Breaking it down: The art of composting
Even though they have no eyes, red wiggler worms are extremely sensitive to light. Two pounds of the worms can process a pound of food scraps a day.
During a presentation on the night of Sept. 21 at the Trespa Design Center in Manhattan, Jenny Blackwell brought in some assistants -- who were a little shy to show their red serpentine bodies to the outside world.
“When I do this for kids they’re super interested in it. When I do this for adults, they’re like ‘What?’” Blackwell told those gathered before passing around a plate of what are known commonly as “red wigglers.”
What Blackwell was doing was talking about starting a worm-bin composting system as one four speakers during GreenHomeNYC’s “Green Building September Forum: Composting and Waste Management.” The event was one of many going on last week in partnership with Climate Week NYC (see previous entry), which concluded this past Monday (Sept. 26).
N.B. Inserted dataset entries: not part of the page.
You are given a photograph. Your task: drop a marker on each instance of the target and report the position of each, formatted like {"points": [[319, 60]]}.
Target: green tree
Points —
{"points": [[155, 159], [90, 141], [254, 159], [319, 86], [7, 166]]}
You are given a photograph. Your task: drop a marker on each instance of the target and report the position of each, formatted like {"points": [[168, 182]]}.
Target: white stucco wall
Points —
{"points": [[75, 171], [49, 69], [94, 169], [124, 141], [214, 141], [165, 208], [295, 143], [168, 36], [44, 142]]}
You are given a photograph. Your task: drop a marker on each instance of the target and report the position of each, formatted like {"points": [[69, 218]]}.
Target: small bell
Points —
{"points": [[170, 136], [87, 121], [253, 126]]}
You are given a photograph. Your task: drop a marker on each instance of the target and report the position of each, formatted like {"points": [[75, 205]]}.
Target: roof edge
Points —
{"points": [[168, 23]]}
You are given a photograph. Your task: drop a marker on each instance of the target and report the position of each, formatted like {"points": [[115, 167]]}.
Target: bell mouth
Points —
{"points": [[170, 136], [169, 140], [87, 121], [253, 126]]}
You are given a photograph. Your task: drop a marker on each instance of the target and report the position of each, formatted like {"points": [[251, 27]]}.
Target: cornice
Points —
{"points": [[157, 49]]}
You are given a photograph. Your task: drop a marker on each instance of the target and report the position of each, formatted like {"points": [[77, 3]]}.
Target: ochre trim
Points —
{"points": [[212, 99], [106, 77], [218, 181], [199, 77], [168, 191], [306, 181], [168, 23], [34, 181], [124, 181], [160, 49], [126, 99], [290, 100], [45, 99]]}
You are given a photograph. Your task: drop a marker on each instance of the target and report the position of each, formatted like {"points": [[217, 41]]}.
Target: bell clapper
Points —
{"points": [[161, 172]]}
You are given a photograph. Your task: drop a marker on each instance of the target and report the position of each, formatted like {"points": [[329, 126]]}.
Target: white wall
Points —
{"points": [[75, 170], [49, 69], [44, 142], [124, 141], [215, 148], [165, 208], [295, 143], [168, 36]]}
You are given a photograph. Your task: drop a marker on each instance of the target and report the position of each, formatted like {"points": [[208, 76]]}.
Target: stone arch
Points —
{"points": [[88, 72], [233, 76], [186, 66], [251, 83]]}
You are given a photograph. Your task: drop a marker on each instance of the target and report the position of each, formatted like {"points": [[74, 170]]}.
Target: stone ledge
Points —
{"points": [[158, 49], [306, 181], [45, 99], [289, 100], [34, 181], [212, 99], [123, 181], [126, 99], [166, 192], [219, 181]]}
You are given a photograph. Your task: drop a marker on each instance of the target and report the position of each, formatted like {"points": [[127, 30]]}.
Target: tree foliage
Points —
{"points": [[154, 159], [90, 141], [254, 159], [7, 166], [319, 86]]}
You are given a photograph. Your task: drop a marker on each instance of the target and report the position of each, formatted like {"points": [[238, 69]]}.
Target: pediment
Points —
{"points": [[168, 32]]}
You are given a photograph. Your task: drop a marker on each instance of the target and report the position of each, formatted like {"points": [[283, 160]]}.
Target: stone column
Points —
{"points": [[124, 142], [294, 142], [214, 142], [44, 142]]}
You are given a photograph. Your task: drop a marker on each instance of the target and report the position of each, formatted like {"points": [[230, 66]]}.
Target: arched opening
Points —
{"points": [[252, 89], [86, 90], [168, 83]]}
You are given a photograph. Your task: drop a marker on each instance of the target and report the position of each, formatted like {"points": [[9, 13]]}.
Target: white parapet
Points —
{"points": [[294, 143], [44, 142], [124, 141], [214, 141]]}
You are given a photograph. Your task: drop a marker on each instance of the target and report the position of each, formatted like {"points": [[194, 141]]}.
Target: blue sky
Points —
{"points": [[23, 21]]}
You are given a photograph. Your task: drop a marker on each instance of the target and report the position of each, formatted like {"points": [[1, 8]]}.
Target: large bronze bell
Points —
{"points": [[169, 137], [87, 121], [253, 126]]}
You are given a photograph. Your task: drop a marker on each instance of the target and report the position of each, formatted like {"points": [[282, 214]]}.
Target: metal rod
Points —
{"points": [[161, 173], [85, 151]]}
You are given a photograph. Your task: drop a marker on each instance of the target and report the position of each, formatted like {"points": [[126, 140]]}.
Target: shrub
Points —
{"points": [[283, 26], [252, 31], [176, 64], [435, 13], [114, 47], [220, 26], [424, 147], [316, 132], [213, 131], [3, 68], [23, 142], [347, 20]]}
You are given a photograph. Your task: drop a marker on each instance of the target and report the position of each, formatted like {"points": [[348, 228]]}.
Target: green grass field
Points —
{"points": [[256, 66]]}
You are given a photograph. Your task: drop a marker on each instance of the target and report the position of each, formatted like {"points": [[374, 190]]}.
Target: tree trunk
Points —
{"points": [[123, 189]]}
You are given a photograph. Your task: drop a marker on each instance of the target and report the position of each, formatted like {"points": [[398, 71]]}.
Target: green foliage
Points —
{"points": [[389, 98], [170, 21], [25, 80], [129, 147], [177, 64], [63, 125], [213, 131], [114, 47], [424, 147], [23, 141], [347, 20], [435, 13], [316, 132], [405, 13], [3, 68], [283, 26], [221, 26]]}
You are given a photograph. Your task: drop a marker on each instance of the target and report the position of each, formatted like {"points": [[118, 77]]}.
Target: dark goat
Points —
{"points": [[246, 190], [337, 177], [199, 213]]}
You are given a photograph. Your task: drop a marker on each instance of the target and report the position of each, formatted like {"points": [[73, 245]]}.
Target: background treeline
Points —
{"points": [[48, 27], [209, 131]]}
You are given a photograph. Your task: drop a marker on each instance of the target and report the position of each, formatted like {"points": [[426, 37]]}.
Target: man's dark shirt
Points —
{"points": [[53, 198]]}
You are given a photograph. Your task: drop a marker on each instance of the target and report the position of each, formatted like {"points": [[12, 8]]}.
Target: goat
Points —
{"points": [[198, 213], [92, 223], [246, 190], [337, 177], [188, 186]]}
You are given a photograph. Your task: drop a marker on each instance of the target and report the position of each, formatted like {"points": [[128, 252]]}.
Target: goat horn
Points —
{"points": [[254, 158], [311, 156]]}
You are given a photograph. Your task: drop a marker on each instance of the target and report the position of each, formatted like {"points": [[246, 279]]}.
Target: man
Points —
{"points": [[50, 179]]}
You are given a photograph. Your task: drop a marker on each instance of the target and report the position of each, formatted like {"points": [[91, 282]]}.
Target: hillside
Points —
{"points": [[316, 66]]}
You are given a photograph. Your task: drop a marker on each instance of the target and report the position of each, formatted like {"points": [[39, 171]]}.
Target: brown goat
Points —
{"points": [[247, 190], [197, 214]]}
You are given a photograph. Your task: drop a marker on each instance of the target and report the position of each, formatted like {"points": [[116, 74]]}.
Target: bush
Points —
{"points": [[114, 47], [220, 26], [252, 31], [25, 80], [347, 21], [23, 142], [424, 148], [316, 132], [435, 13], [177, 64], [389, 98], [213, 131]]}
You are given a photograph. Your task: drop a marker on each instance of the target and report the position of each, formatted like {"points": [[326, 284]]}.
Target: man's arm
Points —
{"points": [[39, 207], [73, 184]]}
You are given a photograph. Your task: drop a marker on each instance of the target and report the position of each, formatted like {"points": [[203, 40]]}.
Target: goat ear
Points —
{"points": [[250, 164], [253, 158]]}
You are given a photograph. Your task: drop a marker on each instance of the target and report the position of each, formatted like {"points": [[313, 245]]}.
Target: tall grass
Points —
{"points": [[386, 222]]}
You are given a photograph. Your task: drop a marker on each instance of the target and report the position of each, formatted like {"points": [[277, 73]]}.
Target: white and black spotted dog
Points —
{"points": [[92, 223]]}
Through the insight of the three other presenters, the forum was able to discuss bins that can fit on a counter top to expansive municipal compost facilities -- and everything in between. That trio included Christine Ditz-Romero, co-founder and executive director of the Lower East Side Ecology Center; Charlie Bayrer, co-chair of the Brooklyn Queens Land Trust Health Soils Initiative and volunteer with Earth Matter NY; and Stephan’s Koullias, the co-founder and project coordinator of the Western Queens Composting Initiative.
Blackwell, who is the project manager of the NYC Compost Project hosted at the Brooklyn Botanical Garden, stood with a plastic storage container by her side. The container was full of a substance known as “vermicompost,” a concoction that makes for a rich, natural fertilizer out of material that once was food scraps and decaying plant remains.